With not one but two $100 million megarounds on the books, not to mention a valuation over $1.5 billion, ID.me has completed a multitude of scaling efforts in 2021. In the past year, it’s added thousands of members to the team and bumped up to 64 million members. With that, according to ID.me, comes a very deliberate and thorough search for new team members that lines up candidates with the company’s mission.

Alexei Czeskis, VP of engineering at ID.me, said that as the company has grown so much over the past year, candidates have been drawn in by its identity, mission and the impact personal security can have.

“With a smaller company that’s going through a growth phase, everything you do will impact the direction of the company over the next five to 10 years, both from a technology perspective and from a product perspective,” Czeskis told Technical.ly. “Candidates really, really look for that.”

With that attraction of applicants, ID.me has a large pool of candidates to pare down, even with its growth. Right now, Czeskis said the company is looking for “full package” candidates, i.e. those with both technical skills and soft skills. It’s also seeking full-stack developers who can apply that wide breadth of knowledge to the company’s work, even though it is primarily a Ruby on Rails company.

What’s also appealing, he said, is a candidate that’s always learning, be it on the tech side or looking to grow when it comes to leadership, communication or being an overall team player. Earlier this year, CEO Blake Hall told Technical.ly that the company specifically looks to avoid hiring pessimists and looks for those that will create a positive work environment.

“I think [the tech industry] is starting to realize that really people who can self-motivate, can learn from and motivate others, can really be there to transform the company, are the people that are really going to be the ones that really help you,” Czeskis said.

To help find these candidates, Czeskis said, ID.me’s interview process is two-prong: a tech piece and a softer skill portion. On the soft-skill side, he said the team keeps an eye out for fellow team players and folks who want to come in and make a difference at the firm, and measure personality and behaviors against ID’s own values.

We look for, do you have a broader understanding, besides just how to write code, of how things come together?

When it comes to tech skills, ID.me asks standard coding questions, but might follow it up with a question on how an algorithm behaves when new data is added or aspects change.
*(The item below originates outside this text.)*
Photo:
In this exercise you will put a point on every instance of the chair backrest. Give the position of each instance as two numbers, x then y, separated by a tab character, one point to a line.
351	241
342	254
The goal, Czeskis said, is to make sure candidates have a comprehensive view of how a system works, how it’s composed and a broader background of how it exists amongst other technology. Although, he noted, ID.me is always looking to evolve its interview process and make sure it’s the best system to find the right candidates, which includes looking to remove implicit bias from hiring and accessing all parts of the pipeline.

“When you build out a large system you usually work on a particular piece of it, but it really interacts with many other pieces within your organization, within your tech stack,” Czeskis said. “You have to understand what role those pieces play and how they intercept with whatever you might be working on. So we look for, do you have a broader understanding, besides just how to write code, of how things come together, how they glue together and how the whole system is made?”

In 2021, Czeskis said, while ID.me was looking for generalists for most roles, the top specialties it was searching for included machine learning, AI, security and skills related to the cloud. Going into 2022, he doesn’t see those going anywhere, and he anticipates even more need for security and authentication skills as the work moves more and more remote.

And with remote work, he expects the industry to continue focusing on equity and increased flexibility when it comes to employment.

“Access and equity for more people, I see that being a theme throughout technology and throughout applications where things that were previously just in physical space are now going to have a duality in individual space,” Czeskis said.